Since they'd never identified the source of my malaise to my satisfaction, I was gonna take that test and then go in guns blazing.

Except, the sonographer was wrong.  Hello, positive.  Hello REALLY REALLY STRONG POSITIVE.  Positive before the pee even hit the stick, if you know what I mean.  Apparently, I'm more than a little pregnant.

This, my friends, was not in the plan.  But, I'm cool right?  Okay, I'm pregnant.  I had had a hard time really coming to terms with the "one and done" thing anyway, much as I tried to talk myself into it.  This is a happy, happy thing.  I'M HAVING ANOTHER BABY!

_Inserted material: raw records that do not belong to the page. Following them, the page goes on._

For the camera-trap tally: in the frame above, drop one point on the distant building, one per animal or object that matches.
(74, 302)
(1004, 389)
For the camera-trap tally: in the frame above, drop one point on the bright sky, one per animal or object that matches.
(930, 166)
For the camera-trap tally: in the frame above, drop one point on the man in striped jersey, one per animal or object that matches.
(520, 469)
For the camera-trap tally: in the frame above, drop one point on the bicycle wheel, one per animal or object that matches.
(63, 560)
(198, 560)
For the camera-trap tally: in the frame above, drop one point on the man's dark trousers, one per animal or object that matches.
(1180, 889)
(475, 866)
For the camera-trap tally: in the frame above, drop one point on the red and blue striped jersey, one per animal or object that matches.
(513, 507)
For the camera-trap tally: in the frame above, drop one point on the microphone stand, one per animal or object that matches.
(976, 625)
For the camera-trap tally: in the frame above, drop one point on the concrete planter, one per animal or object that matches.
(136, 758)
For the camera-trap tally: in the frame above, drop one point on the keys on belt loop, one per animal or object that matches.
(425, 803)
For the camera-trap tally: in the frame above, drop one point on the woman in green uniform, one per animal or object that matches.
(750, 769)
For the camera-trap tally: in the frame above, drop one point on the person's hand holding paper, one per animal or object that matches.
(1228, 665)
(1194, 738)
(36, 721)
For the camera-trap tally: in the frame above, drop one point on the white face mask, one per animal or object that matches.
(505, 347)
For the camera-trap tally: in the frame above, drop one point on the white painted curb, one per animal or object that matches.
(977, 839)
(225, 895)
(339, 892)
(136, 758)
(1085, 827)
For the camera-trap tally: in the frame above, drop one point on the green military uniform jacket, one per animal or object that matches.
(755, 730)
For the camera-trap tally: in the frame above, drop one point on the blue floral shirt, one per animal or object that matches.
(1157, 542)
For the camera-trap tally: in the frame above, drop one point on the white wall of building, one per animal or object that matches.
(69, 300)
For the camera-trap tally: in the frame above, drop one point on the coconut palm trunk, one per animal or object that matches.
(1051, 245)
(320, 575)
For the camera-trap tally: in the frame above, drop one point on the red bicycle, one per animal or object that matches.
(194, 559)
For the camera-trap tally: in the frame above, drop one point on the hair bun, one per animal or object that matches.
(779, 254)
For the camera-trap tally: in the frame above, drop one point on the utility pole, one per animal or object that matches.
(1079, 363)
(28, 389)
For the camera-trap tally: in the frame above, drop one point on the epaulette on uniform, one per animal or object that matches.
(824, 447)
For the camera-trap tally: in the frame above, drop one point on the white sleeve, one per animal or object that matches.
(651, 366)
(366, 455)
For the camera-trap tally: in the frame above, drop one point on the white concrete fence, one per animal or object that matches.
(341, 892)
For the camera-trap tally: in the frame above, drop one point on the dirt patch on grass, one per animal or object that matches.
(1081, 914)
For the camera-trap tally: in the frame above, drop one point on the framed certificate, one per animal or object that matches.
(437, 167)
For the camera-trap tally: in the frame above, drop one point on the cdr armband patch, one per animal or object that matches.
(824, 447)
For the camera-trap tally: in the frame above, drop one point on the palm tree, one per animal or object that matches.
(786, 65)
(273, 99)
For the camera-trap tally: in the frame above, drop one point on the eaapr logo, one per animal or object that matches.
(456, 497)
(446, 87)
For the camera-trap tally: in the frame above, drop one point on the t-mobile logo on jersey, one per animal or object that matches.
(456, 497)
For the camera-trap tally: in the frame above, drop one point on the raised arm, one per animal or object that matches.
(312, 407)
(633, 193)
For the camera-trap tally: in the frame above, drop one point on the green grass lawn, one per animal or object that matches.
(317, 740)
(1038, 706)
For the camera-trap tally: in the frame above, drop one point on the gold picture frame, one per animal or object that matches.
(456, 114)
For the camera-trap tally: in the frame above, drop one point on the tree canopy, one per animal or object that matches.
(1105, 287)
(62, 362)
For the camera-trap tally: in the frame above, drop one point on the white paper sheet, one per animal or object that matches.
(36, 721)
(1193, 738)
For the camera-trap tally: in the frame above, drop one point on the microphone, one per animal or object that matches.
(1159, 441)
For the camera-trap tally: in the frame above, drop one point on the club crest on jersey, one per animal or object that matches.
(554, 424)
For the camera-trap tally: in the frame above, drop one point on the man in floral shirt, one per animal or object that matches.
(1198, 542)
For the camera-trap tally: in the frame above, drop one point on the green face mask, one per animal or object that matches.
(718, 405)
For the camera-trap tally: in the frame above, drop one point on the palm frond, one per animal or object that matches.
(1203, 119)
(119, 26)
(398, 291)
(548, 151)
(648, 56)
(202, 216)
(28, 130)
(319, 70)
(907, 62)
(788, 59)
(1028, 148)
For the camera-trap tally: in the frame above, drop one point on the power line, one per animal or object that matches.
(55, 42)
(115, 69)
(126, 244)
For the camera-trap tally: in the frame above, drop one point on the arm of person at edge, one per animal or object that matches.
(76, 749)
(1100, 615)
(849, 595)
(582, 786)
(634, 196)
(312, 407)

So I'm getting used to that idea, wrapping my brain around the logistics of baby #2, mulling over names and decor in my head (shaddup, I can't help it).  I'm going to doctor appointment after appointment making sure that everything is okay in there - I had concerns because of all the pain I had and am still having.  Apparently it's fairly common in the first weeks of pregnancy. Implantation, apparently, can hurt.  Also my uterus is twice its normal size now.  That can hurt, too.

As I race around hither and yon to doctors and lab visits (three blood draws in two days! Yay!) and start telling people our news, whilst trying to hold down the fort at work singlehandedly and enduring a Mock Joint Commission survey of our facility, another bit of unexpected news arrived.

New job.  That's right, I got a job offer.  I'm going to be the new Director of Education at Ballard Community Center, and I start in two weeks.  No problem!  Wrap up everything at current job, be stupid first-trimester tired, adjust to whole new world view in terms of work and family, RIGHT NOW.  Got it.

Also, figure out what to do about the fact that new job won't extend benefits until after the 90 day mark and well, I'm pregnant.  So health insurance in the next 90 days? Would be nice.

These are all things not in the plan.  Last week was an exercise in "accept that which I cannot control."  And you know what? I'm fine.  So far.  So far, I'm happy and giddy and tired and excited and ready for an entirely new chapter in my life.  Leaving LMH is heartbreaking in many ways.  Upsetting my simple family of three dynamic is scary.  Adding the financial responsibility let alone the physical and mental strain of another child on top of our already busy lives (yes, I plan to keep freelancing as much or more than ever) is daunting, to say the least.

But it is all. good. stuff.

Some things will go out, new things will come in.  And that, my friends, is how we keep it interesting.  Boring, to me, is suicide.  Bring it on.